UConn women overcome Stanford and an embarrassing first half
Reporting from San Antonio — It began on the steps of the Connecticut state capitol on a cold April day last season with Geno just being Geno. The parade celebrating the University of Connecticut’s sixth title had just ended. The Huskies coach stepped to a microphone.
“I don’t know how we’re going to be able to go 39-0 next year,” said Geno Auriemma, the Connecticut coach. “The only reason I say that is, if we win every game we play next year we’ll be 40-0.”
Your first thought: He must be joking. Your second thought: Maybe he’s not.
You know how basketball is: So much can happen between the blueprint and the bouquets that just getting the chance to win a national championship is a blessing.
But to win another championship in the same fashion, so fluently, so flawlessly, so fabulously, as Connecticut did Tuesday, is something the sport may never see again.
“Unbelievable,” Auriemma said.
The magnificent run to a seventh national championship for the nation’s preeminent college basketball program ended with an unusual but emphatic 53-47 win over Stanford in front of 22,936 at the Alamodome.

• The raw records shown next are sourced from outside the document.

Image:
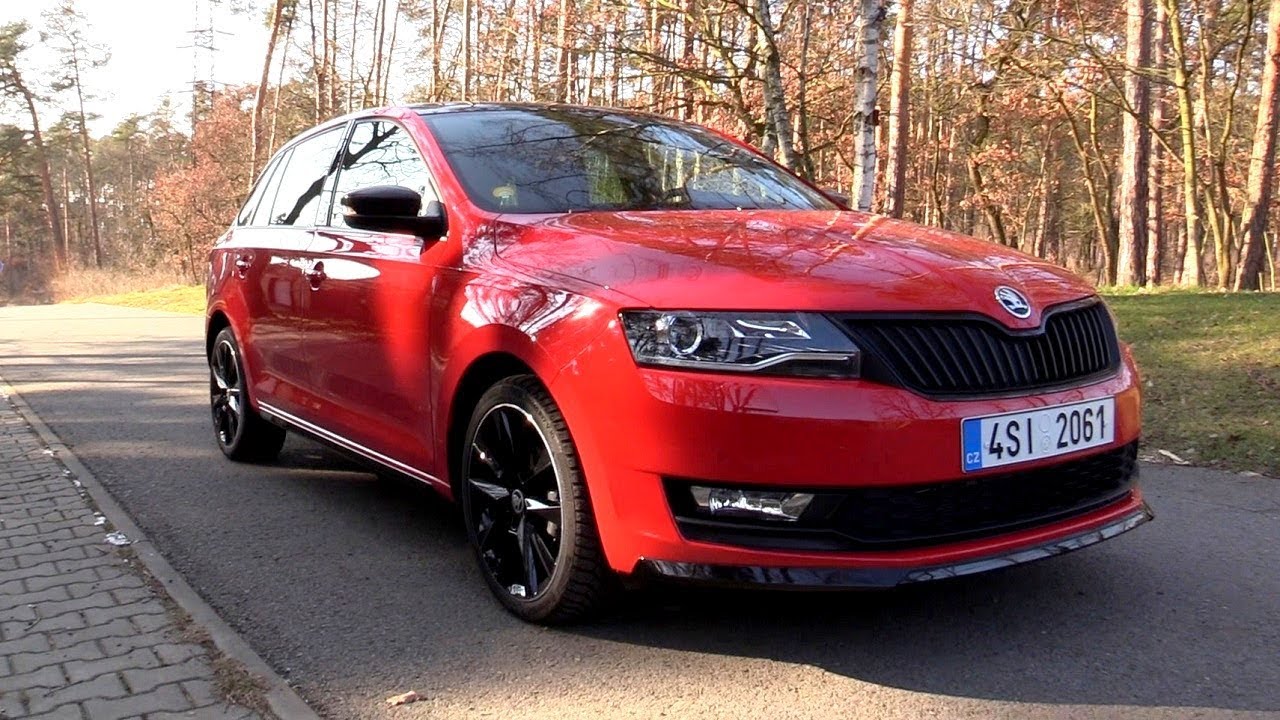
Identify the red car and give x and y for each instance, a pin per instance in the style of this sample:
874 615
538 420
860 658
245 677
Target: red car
635 347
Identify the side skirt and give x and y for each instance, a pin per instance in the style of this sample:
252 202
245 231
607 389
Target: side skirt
348 446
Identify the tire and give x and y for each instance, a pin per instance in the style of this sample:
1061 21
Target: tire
526 509
242 434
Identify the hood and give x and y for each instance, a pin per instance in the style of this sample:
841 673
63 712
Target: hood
784 260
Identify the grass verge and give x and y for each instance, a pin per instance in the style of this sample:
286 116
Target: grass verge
1211 374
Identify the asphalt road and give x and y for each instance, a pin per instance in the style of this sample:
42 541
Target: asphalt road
357 589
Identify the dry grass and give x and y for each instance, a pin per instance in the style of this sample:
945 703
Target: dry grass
83 283
188 299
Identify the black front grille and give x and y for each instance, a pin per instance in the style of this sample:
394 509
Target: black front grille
973 356
903 516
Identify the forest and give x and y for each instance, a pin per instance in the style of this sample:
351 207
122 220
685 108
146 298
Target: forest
1133 141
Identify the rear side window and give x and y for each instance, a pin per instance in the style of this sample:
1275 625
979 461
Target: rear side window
263 212
304 177
256 196
380 153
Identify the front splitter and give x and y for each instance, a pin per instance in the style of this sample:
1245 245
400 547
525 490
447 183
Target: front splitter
869 578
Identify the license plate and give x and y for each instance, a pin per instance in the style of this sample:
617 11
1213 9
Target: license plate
1034 434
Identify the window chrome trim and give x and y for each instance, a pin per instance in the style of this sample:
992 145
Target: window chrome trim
268 409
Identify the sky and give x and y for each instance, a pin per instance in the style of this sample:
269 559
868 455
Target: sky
151 55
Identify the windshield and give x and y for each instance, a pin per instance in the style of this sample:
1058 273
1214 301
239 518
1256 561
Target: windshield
572 159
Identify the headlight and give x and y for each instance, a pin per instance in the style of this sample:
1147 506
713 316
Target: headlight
780 343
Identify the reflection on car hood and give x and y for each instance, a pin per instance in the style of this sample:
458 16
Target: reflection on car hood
782 260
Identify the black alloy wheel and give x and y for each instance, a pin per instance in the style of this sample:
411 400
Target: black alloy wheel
242 433
526 506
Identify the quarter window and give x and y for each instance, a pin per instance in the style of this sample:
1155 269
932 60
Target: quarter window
304 178
380 153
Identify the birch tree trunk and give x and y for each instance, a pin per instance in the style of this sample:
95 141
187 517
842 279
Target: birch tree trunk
1193 270
899 110
260 95
777 115
1136 162
1262 162
871 16
1156 172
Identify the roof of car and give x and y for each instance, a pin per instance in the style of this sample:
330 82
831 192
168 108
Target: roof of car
466 106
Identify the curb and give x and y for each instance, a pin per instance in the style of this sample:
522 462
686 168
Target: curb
280 697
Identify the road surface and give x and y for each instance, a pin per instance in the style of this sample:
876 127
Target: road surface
356 589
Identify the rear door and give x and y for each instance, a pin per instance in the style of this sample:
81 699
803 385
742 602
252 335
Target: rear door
368 337
273 269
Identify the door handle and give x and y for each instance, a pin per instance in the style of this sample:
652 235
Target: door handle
315 276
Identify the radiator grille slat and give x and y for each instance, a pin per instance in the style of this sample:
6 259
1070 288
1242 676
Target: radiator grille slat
970 356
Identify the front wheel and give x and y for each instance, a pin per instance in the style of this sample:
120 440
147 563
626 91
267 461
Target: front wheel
242 433
526 507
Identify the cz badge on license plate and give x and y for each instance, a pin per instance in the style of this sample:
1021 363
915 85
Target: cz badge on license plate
1033 434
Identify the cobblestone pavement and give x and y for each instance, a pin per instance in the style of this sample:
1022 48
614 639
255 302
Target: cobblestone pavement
82 634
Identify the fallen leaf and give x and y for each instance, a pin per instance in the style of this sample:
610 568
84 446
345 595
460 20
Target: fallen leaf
403 698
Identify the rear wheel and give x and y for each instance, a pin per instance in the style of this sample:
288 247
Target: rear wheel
242 433
526 507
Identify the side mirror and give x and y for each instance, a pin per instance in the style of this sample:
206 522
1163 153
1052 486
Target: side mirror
839 199
388 208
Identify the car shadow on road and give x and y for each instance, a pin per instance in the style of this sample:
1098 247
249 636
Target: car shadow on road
1095 628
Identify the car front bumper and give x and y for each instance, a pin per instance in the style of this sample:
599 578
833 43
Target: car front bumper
872 578
636 429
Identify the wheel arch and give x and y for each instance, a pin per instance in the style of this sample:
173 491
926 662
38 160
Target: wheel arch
479 376
218 322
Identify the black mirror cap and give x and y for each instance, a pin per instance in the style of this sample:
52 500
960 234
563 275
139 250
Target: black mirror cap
839 199
385 208
384 200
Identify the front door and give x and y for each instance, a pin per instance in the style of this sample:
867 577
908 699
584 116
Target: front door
368 340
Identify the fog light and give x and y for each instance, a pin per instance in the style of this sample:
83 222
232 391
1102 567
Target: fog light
730 502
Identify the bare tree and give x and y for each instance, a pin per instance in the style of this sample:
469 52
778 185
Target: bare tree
899 110
1136 159
278 23
871 17
1262 162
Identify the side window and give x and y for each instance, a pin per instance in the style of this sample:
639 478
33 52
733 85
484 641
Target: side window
380 153
256 196
304 177
270 188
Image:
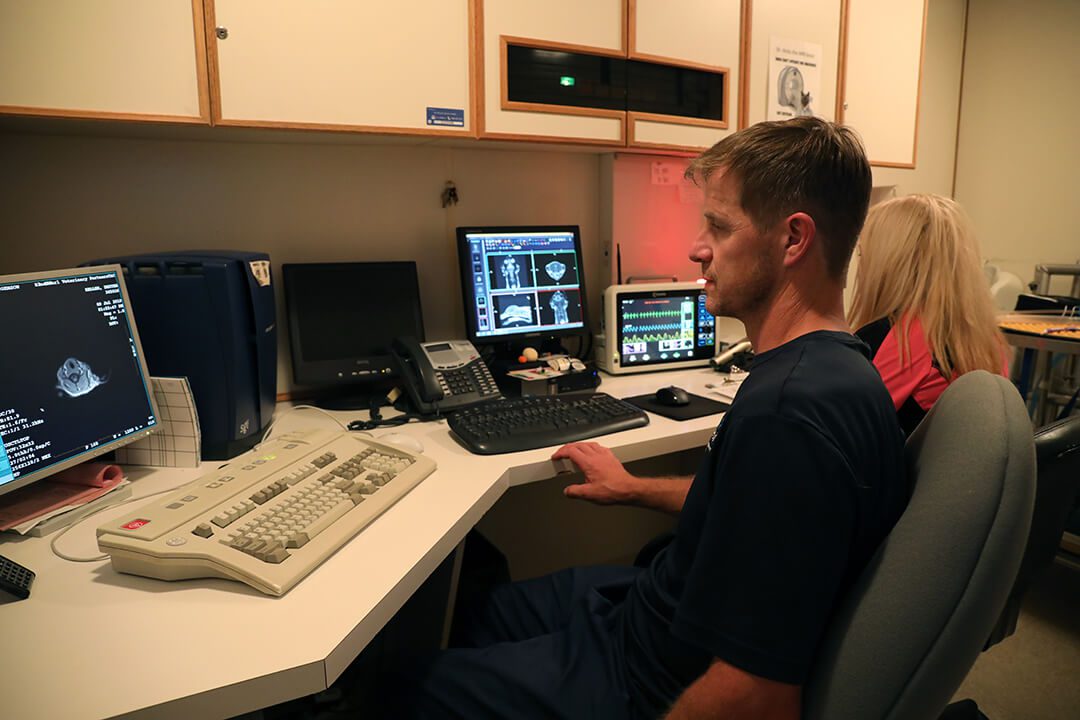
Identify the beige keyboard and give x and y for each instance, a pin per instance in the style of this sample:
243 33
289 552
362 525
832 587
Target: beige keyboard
268 517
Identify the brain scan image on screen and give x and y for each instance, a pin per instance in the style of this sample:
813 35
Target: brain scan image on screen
76 378
511 273
558 304
562 307
514 310
555 270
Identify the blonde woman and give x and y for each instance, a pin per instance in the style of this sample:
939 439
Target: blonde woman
921 301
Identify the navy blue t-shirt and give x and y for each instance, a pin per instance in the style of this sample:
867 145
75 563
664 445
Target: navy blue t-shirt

“It’s hard to be consistent every single day,” said Maya Moore, who led the Huskies with 23 points, 18 in the second half.
Yes, it is. The Huskies won despite shooting only 32.8% (19 for 58), the lowest percentage in any of their 78 straight wins. But a win is a win.
“ President Barack Obama, we’re baaaaack,” said Tina Charles, informing the White House that the Huskies plan to return for a second straight spring.
Connecticut is 7-0 in national championship games.
Kayla Pedersen led Stanford (36-2) with 15 points. Both of the Cardinal’s losses were to the Huskies.
“We came up short,” said Stanford Coach Tara VanDerveer. “We didn’t score all the points we needed to score.”
The Huskies were plucked from the jaws of embarrassing disaster after scoring 12 first-half points, the fewest ever scored in one half of a Final Four game.
“There was a point when I literally thought we might never score again,” Auriemma said. “It was one of the few times I can ever remember being speechless. I’ve never seen anything like it in my life.”
The Huskies trailed 20-12 at the half and then came out smoking in the second, scoring 17 of the first 19 points, including 12 straight. Moore’s three-pointer with 14:23 to play gave Connecticut a 23-22 lead. During its winning streak, it has never trailed later than 14:47.
“During halftime, we said we knew they would be making a run,” Pedersen said.
Soon afterward came Connecticut’s first 10-point lead (38-27) when Charles scored at the rim
Connecticut’s bold approach had carried it through the season, but the only thing Auriemma ever really feared, an ill-timed doomsday scenario, reared its head with unfathomable fury in the first half.
The Huskies fought back to 20-17 and then caught a break when Stanford’s All-American center, Jayne Appel, already dealing with a bad right ankle, aggravated it taking a charge with 15:48 to play. It took all she had to hobble to the bench.
Appel had the ankle retaped, went to the locker room and returned with 12:30 to play, the Huskies ahead, 27-22. But she was not right. And soon she was back on the bench. She did not score a point for the first time in her career.
A three-point play by Kalana Greene and five points by Moore gave Connecticut a 25-22 lead with 13:38 to play. Stanford was one for 10 in the half.
Connecticut made only five of its 29 shots (17.2%) in the first half and Charles, the consensus national player of the year, had only two points (one for six). She would finish with nine.
The guard play was simply not good, Tiffany Hayes and Caroline Doty, one for 14 against Baylor on Sunday, were two for 11 in the first half. Doty’s two three-pointers in the second half made up for it.
The Huskies took a 5-0 lead on two baskets by Hayes with 17:59 to play, but it was quickly clear things that were not right.
Connecticut missed 18 of its first 20 shots (Moore was 0 for 5) — including 16 straight over 10:37 — and that drought enabled the Cardinal to score 12 unanswered points to take the biggest lead (12-5) any team held this season against the Huskies.